Now, one of these kings, who was called Dermot, came to Henry and asked for help against another of the Irish kings. Henry promised help if King Dermot would acknowledge him as 'over-lord.' This, King Dermot said he would do. Henry was very glad to fight with the Irish, because he knew it would please the Pope, and perhaps make him forget about the death of Thomas à Becket. The Pope was angry with the Irish, because they would not pay him some money to which he thought he had a right.

Henry first sent some Norman knights over to Ireland, and then went himself. There was a good deal of fighting, but in the end Ireland was added to England, and ever since, the kings of England have been lords of Ireland too, although many years passed before they could be said really to rule there.

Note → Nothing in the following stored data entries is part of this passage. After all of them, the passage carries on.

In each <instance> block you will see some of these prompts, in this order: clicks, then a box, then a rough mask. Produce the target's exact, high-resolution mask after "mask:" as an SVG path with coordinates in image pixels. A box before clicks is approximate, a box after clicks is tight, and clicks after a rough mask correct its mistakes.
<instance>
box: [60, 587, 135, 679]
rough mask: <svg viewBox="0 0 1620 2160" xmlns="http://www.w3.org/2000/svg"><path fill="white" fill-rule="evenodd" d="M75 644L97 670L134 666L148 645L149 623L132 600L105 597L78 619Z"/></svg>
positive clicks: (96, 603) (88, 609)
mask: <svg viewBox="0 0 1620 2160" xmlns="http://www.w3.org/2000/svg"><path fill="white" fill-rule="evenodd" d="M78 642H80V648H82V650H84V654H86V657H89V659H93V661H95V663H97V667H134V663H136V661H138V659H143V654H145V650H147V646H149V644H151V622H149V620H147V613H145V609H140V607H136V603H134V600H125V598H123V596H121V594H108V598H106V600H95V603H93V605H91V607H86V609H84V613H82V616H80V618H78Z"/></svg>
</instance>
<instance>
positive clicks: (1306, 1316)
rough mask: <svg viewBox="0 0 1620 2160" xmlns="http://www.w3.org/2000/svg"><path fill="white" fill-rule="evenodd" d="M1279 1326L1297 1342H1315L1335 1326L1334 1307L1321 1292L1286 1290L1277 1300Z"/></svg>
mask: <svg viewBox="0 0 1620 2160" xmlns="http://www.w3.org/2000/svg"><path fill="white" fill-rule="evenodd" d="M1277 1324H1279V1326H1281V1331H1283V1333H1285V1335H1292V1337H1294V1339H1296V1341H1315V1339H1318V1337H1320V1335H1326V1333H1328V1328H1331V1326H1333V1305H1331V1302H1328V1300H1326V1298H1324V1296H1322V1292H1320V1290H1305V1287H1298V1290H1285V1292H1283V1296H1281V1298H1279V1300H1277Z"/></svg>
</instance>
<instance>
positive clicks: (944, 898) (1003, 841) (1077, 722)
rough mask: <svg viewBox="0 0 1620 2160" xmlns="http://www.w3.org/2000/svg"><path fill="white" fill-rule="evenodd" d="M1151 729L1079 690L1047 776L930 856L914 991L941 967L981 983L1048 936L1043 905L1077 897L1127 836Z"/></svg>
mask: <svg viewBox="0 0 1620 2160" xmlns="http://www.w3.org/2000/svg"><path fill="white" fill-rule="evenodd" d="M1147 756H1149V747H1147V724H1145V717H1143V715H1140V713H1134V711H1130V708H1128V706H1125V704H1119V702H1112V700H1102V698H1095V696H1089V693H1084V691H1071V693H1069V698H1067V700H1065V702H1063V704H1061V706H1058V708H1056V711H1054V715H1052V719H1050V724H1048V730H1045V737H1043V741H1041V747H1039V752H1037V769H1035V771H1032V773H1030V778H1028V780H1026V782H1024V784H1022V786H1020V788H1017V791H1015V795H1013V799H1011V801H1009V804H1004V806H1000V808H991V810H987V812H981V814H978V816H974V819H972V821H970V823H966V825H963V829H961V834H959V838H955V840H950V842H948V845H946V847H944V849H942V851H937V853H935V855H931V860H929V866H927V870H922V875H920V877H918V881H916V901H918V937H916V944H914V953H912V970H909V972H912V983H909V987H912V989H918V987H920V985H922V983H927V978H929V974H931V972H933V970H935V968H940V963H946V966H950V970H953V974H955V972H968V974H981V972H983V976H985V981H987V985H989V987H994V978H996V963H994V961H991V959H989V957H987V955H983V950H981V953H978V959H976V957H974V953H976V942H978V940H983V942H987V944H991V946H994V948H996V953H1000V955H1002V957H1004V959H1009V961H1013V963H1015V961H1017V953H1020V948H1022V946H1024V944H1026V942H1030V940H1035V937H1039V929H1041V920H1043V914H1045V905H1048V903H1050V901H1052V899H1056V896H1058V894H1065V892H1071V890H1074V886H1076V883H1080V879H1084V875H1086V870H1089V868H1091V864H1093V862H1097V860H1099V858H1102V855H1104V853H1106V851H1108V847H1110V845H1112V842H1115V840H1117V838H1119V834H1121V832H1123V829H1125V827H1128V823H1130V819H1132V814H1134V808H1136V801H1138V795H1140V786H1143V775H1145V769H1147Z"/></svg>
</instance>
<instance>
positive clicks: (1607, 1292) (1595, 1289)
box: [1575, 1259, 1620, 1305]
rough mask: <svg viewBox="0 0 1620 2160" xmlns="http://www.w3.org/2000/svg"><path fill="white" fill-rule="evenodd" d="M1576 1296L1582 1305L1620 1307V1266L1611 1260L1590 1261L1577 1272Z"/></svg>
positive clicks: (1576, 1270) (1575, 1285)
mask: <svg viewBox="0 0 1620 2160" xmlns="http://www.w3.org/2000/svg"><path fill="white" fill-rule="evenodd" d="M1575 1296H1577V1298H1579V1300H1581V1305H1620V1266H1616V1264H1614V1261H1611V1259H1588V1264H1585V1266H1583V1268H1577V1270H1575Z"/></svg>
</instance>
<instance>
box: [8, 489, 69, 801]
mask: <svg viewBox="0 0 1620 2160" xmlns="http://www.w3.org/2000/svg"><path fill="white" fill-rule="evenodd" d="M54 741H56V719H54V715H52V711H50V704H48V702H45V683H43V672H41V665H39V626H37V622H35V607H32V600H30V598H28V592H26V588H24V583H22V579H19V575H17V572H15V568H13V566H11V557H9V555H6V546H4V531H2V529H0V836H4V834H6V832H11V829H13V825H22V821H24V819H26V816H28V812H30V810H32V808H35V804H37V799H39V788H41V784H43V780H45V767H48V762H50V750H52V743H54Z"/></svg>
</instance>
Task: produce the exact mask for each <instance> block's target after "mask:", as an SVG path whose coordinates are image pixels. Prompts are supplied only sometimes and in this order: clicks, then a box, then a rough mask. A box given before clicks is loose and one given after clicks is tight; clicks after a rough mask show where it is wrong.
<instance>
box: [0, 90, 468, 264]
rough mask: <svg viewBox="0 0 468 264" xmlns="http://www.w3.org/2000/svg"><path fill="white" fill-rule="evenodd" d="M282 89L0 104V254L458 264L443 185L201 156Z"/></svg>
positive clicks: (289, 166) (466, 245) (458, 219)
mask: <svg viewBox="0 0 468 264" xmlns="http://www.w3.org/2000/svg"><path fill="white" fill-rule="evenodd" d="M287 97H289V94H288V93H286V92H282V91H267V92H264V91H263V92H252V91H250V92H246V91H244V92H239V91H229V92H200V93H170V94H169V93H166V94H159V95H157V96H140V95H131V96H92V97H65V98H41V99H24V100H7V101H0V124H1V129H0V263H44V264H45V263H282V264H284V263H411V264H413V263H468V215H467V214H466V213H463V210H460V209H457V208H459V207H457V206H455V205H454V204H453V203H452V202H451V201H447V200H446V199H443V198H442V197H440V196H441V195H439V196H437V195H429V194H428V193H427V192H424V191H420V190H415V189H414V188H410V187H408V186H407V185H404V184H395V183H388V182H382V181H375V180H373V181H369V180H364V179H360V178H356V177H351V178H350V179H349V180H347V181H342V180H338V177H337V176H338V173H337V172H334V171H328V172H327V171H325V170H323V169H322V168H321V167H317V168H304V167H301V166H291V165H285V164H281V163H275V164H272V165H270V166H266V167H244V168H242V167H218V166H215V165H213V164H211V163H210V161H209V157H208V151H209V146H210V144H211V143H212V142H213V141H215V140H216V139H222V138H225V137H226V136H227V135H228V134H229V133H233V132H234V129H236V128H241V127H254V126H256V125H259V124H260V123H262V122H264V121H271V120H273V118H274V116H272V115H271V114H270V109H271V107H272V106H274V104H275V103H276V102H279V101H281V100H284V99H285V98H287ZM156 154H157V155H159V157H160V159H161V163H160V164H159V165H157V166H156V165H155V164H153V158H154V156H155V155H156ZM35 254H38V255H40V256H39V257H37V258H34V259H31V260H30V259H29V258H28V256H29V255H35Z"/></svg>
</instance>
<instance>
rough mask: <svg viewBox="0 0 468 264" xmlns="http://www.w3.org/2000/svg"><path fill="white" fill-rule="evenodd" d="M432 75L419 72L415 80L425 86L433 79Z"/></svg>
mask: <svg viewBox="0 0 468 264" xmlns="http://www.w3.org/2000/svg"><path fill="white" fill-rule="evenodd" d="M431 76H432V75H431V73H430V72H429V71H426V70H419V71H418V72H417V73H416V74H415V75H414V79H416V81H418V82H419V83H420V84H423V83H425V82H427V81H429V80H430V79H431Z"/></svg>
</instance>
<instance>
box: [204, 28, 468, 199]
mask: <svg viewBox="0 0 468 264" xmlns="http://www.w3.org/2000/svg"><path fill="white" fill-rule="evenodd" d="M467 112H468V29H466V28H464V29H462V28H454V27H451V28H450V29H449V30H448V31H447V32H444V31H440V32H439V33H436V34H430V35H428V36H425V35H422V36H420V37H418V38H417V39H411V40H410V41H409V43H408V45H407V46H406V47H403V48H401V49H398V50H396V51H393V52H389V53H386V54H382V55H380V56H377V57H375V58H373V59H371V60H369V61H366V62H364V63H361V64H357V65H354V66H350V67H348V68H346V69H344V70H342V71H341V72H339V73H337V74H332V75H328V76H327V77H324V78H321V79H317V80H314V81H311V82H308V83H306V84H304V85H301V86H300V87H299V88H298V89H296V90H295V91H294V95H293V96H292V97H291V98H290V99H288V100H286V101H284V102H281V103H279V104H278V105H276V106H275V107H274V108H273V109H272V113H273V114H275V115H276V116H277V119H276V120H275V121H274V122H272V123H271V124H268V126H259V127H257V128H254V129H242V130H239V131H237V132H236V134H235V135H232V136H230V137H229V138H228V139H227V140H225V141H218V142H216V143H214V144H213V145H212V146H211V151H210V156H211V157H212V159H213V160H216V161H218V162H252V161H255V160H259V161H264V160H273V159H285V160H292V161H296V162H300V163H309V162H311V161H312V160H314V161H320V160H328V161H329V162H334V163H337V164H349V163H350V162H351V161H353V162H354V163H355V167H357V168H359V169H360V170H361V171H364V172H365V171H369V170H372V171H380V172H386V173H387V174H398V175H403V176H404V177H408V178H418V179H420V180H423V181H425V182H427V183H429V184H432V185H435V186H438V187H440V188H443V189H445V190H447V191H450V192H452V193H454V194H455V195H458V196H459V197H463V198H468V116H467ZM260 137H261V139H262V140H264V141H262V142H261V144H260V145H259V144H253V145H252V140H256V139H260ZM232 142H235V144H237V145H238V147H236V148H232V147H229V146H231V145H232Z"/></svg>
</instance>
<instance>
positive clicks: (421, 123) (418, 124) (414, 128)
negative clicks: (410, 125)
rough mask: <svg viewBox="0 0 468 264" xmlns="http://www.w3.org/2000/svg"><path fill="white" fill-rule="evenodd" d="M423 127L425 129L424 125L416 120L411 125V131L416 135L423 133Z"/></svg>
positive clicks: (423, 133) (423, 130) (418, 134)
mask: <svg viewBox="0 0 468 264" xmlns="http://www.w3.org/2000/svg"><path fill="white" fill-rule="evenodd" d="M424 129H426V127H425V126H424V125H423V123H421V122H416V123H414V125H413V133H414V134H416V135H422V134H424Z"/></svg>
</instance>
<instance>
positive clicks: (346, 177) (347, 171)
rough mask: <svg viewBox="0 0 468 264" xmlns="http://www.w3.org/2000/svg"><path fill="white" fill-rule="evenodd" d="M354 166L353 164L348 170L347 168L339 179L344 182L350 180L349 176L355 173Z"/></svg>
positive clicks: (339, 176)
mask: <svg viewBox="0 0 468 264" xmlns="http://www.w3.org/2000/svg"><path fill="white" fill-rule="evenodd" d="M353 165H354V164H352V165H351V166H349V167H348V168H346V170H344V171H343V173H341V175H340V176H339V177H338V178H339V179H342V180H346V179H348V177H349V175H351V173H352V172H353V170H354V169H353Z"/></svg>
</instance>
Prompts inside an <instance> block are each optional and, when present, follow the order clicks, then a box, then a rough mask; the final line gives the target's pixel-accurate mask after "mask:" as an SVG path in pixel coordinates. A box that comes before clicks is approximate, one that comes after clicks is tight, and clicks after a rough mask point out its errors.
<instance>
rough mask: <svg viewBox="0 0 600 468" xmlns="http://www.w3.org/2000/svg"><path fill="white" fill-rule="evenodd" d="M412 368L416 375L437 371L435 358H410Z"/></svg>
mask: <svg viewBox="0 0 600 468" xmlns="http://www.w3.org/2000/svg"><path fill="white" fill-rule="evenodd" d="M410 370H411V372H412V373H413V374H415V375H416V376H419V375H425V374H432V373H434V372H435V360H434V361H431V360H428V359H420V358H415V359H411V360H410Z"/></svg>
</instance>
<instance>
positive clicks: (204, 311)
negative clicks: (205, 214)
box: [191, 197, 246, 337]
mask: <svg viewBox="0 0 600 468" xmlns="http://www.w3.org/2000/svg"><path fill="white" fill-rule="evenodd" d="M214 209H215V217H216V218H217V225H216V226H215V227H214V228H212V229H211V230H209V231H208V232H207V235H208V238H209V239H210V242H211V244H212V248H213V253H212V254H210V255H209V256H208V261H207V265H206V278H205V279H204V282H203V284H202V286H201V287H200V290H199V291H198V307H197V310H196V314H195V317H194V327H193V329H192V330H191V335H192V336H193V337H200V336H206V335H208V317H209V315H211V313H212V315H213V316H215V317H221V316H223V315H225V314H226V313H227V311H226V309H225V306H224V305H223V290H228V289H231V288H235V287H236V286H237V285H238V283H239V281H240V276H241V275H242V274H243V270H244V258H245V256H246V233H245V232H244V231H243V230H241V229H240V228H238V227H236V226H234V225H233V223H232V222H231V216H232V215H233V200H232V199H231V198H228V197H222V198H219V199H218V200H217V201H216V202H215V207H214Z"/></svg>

Henry's great reign closed in sorrow. His sons did not love him, and they rebelled and fought against him. They were encouraged in this by their mother, who was not a good woman.

Two of Henry's sons died before him, both of them while fighting with their father. Two others called Richard and John were kings of England after him.

John was Henry's favourite son. He was the only one who had not rebelled against him. But when the King lay very ill the nobles came to tell him that John, too, had rebelled. This last sorrow broke Henry's heart. Crying out, 'Ah, John, John, now I care no more for myself, nor for the world,' he turned his face to the wall, and died.

Henry was a very rich king, for, besides being King of England and lord of Ireland, he was ruler over more than half of France. Later you will hear how one of his sons lost all these French possessions.